Pembicaraan tentang perempuan, saya mau lanjutkan. Saya mau tarik ke soal hubungan seks. Seorang laki-laki memiliki wanita idaman. Wanita itu adalah orang yang menurutnya cantik tadi. Ujung dari ini semua adalah hubungan seksual. Kalau ditanya, "apa rasanya"? Pasti dijawab  "wow luar biasa". Lalu kalau dengan orang yang bukan idamannya, gimana rasanya? Biasanya, orang itu menggeleng. Adakah hubungan "bentuk tubuh" dengan nikmatnya hubungan seksual? Apakah ada penelitian ilmiah yang membuktikan ini?

Semua hubungan manusia (human relations) apapun bentuknya ditenggarai soal perasaan. Kalau kita merasa nyaman dengan seseorang, maka kita akan dekat denganya. Begitu juga dengan hubungan seksual. Itu saja yang mempengaruhi hubungan manusia dengan manusia yang lain. Lucunya banyak orang seolah membenarkan adanya hubungan "bentuk tubuh" dengan kenikmatan seksual.

Lalu mengapa untuk urusan kekuasaan Allah, kita berupaya mencari fakta yang kasat mata. Fakta yang bisa dijamah tangan dan didengar telinga. Padahal dalam kehidupan sehari-hari kita justeru mengabaikan logika kita. Kita lebih memperturutkan perasaan yang justeru membuat kita celaka.  

Orang korupsi itu karena memperturutkan perasaan. Ia merasa harta yang dimilikinya belum memenuhi kebutuhannya. Padahal, faktanya harta itu sudah berlebih untuk memenuhi kebutuhan hidupnya dan keluarganya. Lalu ia mencari jalan untuk mendapatkan kekayaan dengan cara yang menyalahi logikanya. Faktanya, orang korupsi bakal masuk tahanan.
Ketika manusia berusaha mencari Tuhan dengan akalnya, dan tidak menemukannya, apakah memang Allah itu tidak ada? Atau kekuatan akal manusia itu yang sangat terbatas. Ketika manusia ingin membuktikan kekuasaan Allah dengan kasat mata, bisa didengar telinga, lalu manusia tidak bisa menemukannya, apakah memang Allah itu tidak berkuasa atas hidup kita? Lalu, mengapa manusia membenarkan perasaannya yang mengatakan bahwa perempuan yang memuaskan keinginan seksualnya adalah perempuan begini dan begitu.
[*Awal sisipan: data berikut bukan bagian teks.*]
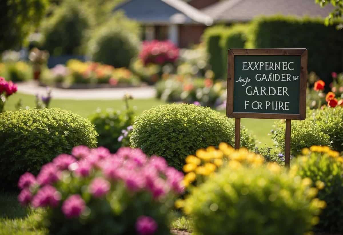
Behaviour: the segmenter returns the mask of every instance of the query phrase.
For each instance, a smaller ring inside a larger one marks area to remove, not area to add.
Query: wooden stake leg
[[[285,165],[289,167],[291,156],[291,122],[286,120],[286,134],[285,136]]]
[[[240,147],[240,119],[235,119],[235,148]]]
Apakah hati kita pernah membenarnya adanya kekuasaan Allah yang bekerja dalam hidup kita? Apakah kita mau menafikan itu, dengan mengatakan itu hal yang tidak rasional, tidak bisa dibuktikan secara faktual. Sungguh, kita cuma berdalih saja. Karena banyak kebenaran itu memang tidak bisa dibuktikan secara rasional.

Hubungan Doa dan Kentut

Apa hubungan kentut dengan doa? Kayaknya, gak ada ya. Tidak ada penjelasan rasional yang bisa menerangkan hal itu. Aku sendiri, selama ini berusaha mencari penjelasan rasional ketika memikirkan Allah, ibadah, dan yang berkaitan dengan Allah. Apalagi ketika berbincang dengan orang-orang yang terdidik, selalu aku berusaha menjelaskannya dengan logika.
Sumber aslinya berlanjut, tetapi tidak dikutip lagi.